Manuel Mall wrote:
While investigating if we could use the standard java.text.BreakIterator
to determine line break points I noticed that FOP uses in addition to
space, zero width space, hyphen also the forward slash as a valid line
breaking character. The Java BreakIterator does not recognize slash as
a line breaking char (nor FWIW does MS Word).
What is the background to FOP allowing this?
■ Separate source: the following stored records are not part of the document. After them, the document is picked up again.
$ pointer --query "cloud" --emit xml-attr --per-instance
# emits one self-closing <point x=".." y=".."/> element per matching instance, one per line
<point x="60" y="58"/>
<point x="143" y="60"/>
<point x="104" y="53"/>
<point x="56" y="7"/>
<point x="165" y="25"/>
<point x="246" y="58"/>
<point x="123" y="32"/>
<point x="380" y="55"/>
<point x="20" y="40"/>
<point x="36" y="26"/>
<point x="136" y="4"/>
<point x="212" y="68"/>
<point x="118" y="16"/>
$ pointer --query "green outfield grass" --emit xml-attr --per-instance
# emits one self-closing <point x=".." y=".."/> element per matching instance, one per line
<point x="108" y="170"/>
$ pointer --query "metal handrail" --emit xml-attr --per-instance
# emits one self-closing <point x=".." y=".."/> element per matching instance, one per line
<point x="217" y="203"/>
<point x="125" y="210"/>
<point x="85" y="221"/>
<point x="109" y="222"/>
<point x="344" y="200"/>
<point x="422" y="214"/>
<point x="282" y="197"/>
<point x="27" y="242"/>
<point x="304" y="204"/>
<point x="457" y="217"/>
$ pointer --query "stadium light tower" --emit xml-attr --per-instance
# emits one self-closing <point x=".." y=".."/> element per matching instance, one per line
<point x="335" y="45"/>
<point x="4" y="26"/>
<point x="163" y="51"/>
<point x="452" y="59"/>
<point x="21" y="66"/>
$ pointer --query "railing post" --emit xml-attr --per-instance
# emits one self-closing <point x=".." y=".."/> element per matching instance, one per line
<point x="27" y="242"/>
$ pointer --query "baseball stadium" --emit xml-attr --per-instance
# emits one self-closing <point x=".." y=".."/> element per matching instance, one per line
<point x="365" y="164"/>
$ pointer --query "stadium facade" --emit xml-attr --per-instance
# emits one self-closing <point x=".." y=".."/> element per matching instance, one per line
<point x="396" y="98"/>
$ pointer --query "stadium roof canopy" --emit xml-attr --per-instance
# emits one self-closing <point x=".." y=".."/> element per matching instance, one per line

Is this consistent with
normal user expectations or is this specific to type setting
environments / Tex / Knuth?
The BreakIterator class is supposed to implement the Unicode TR14
standard annex
http://www.unicode.org/reports/tr14/
The slash U+002F aka SOLIDUS is assigned a line breaking property
value SY (Symbols Allowing Breaks)
http://www.unicode.org/Public/UNIDATA/LineBreak.txt
which means "prevent a break before, and allow a break after". I suspect
this is a recent change in Unicode, not implemented yet by your JDK
release.
BTW first breaking the text using whitespace, then applying the
BreakIterator is unwise, because white space is significant for TR14
line breaking. Unfortunately, combining whitespace normalization, line
break detection and word parsing (for hyphenation) in a single pass is
unwieldy if BreakIterator is used, that's why I tried to implement it
differently some time ago
http://people.apache.org/~pietsch/linebreak.tar.gz
J.Pietschmann